Почему оно было на вокзале? Не знаю. Наверное, очередная развлекаловка в рамках юбилея области.
– Сыграй мне что-нибудь на прощанье, – попросила она.
«На прощанье.
На прощанье.
На прощанье.
На прощанье.
На прощанье,» – циклично зазвучало в моей голове. Я давно не играл и, казалось, не помнил ни ноты. Не знаю, что меня заставило сесть инструмент. Первый аккорд своей силой осадил всю милую болтовню Пташки с сестричкой по дороге из дома, и она умолкла. Звуки под тяжёлыми пальцами зашевелились, поползли в неторопливом арпеджио. Откуда я помню эту мелодию?

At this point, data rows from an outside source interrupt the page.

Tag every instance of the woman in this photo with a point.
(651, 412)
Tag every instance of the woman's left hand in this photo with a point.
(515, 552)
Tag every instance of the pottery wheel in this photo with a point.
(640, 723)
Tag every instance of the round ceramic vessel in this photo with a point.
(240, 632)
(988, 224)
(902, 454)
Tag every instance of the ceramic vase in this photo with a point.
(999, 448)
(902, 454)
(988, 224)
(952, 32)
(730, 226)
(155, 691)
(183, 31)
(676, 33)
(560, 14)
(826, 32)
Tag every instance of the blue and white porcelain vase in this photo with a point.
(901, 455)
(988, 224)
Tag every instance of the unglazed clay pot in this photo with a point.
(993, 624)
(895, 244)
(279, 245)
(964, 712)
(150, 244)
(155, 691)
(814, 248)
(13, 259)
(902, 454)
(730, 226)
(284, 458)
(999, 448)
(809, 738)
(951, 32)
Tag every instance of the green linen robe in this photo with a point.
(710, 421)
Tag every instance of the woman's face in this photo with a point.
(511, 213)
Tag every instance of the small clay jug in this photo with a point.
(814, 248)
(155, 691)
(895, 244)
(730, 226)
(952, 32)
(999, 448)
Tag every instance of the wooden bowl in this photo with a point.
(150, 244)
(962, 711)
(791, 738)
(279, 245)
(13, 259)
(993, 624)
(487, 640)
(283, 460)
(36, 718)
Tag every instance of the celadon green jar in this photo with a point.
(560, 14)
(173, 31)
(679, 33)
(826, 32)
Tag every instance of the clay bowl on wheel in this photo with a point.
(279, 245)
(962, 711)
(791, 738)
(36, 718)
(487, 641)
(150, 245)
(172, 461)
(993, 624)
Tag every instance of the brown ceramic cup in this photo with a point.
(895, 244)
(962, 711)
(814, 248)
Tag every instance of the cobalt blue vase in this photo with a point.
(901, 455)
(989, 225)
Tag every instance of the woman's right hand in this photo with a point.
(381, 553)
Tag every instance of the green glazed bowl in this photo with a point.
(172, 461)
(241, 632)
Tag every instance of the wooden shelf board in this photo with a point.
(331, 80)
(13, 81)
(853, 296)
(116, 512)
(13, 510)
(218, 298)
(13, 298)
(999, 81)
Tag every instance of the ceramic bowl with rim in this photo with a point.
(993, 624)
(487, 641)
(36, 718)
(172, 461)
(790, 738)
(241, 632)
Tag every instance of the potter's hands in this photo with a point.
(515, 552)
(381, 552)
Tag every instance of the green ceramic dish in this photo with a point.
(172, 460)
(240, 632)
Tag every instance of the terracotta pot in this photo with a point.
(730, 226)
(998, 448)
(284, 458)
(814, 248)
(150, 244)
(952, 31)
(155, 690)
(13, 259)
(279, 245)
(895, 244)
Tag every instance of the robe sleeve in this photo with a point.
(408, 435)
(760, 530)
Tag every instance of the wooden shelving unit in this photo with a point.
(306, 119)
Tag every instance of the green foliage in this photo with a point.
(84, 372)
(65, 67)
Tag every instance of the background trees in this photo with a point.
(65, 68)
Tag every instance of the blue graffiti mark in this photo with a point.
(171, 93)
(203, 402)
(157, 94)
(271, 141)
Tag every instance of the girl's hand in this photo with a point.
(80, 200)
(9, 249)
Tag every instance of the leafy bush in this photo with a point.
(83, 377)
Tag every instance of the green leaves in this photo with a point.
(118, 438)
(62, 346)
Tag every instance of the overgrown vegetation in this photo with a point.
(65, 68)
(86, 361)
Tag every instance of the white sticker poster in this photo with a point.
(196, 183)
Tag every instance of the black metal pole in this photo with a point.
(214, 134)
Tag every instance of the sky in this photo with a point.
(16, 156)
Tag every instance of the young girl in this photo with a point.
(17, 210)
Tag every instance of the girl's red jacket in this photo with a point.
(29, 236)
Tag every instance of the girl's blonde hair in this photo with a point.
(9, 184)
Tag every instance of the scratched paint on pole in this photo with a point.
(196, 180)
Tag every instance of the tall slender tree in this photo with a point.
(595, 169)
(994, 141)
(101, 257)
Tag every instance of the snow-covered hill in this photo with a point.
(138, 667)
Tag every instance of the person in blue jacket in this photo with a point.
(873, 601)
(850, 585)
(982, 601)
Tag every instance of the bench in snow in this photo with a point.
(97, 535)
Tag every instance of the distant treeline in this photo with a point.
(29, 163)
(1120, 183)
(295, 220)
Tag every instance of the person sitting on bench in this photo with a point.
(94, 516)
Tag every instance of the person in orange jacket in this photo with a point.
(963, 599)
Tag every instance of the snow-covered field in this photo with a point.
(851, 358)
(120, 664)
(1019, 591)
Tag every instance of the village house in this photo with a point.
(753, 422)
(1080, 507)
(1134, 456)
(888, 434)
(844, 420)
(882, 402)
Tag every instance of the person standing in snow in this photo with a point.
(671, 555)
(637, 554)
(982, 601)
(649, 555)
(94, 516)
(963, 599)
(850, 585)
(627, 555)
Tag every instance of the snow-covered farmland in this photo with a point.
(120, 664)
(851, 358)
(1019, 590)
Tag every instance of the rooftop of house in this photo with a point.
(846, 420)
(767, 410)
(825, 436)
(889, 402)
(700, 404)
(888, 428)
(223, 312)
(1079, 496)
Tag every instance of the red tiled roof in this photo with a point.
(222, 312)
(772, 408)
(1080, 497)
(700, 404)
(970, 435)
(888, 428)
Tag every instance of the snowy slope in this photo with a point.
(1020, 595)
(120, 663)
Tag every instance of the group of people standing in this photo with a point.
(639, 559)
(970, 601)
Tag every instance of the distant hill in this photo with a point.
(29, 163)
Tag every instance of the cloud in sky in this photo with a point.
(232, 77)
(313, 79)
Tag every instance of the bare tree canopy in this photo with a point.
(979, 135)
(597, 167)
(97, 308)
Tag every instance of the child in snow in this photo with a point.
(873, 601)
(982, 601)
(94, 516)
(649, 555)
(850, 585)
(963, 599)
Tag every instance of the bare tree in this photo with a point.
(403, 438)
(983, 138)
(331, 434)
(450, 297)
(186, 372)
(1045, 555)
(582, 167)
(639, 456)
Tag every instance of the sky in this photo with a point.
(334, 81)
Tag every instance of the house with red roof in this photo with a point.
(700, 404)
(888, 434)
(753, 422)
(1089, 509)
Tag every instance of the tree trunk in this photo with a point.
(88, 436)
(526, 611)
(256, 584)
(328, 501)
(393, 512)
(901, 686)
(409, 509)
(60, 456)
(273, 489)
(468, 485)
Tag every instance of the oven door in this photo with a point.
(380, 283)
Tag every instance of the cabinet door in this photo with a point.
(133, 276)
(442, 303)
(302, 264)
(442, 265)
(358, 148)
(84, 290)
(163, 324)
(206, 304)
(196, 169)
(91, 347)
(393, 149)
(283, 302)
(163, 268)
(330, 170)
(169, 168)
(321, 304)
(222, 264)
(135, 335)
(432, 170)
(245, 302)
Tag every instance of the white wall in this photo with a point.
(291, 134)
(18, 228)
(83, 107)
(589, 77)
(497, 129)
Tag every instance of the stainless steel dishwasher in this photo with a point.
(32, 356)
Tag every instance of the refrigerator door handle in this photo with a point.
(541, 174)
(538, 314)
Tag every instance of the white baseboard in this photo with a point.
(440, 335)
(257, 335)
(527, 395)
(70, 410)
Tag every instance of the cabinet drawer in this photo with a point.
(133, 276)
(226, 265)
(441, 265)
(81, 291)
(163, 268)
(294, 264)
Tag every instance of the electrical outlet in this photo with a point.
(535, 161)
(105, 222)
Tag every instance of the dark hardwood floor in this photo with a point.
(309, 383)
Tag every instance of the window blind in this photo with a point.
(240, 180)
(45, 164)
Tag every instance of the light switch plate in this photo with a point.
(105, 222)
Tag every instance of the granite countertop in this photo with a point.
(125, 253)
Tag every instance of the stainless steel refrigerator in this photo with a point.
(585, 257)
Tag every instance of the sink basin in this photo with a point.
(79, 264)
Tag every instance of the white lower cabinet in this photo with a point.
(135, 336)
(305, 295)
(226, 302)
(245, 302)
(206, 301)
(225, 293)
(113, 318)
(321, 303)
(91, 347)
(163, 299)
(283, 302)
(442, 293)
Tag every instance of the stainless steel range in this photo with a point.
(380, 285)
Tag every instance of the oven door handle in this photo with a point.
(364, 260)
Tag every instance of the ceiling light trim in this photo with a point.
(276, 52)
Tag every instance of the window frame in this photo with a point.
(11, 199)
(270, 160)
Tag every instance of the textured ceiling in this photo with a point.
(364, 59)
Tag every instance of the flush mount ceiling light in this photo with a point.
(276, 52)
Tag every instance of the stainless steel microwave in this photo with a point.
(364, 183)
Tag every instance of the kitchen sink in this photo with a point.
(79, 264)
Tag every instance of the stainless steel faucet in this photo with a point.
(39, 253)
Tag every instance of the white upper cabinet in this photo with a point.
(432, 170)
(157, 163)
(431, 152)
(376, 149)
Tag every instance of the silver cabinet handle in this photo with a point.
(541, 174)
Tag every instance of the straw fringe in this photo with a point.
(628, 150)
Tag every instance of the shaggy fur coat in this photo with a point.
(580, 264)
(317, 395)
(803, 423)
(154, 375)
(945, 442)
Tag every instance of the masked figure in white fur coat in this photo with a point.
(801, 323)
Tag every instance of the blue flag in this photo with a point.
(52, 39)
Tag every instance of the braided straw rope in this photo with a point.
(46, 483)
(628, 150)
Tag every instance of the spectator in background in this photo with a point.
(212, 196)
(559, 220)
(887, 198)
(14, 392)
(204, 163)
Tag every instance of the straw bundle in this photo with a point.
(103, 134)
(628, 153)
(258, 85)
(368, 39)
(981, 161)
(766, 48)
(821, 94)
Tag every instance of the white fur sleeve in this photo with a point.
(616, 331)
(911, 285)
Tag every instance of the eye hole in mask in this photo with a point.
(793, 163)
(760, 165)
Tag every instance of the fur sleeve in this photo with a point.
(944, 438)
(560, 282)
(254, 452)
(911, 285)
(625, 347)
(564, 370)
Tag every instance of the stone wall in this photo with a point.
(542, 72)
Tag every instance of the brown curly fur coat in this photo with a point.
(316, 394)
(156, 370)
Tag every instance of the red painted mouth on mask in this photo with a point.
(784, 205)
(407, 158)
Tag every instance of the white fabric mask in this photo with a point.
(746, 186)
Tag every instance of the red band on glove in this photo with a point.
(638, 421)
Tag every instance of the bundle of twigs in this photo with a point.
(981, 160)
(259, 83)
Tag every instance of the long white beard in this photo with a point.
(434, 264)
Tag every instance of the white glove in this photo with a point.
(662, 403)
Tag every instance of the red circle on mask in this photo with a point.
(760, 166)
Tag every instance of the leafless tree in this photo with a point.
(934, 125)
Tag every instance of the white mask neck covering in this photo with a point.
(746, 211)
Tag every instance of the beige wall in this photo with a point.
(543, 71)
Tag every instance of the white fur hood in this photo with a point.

Почему нахожу в ней всё больше новых звуков? Добавляя и добавляя ноты, я почти упустил изначальный облик произведения. Пальцы забегали быстрее, люди с бокового зрения начали исчезать, пропала и Она, остались только клавиши.
Всё, что было со мной за эти два года.
Все моменты эйфории и отчаяния.
Все сомнения.
Всю-все-вся-всё через купол кисти и фаланги вливалось в самую сердцевину инструмента и разрушалось там, внутри, звуком. И чем больше я импровизировал, тем явнее ощущал, что всё грустное и злое покидает меня.
Вместе с ней.
Я остановился. Огляделся. Вокруг собралась приличная толпа зевак. Кое-кто даже захлопал. Из знакомых лиц – только пташкина младшая сестра.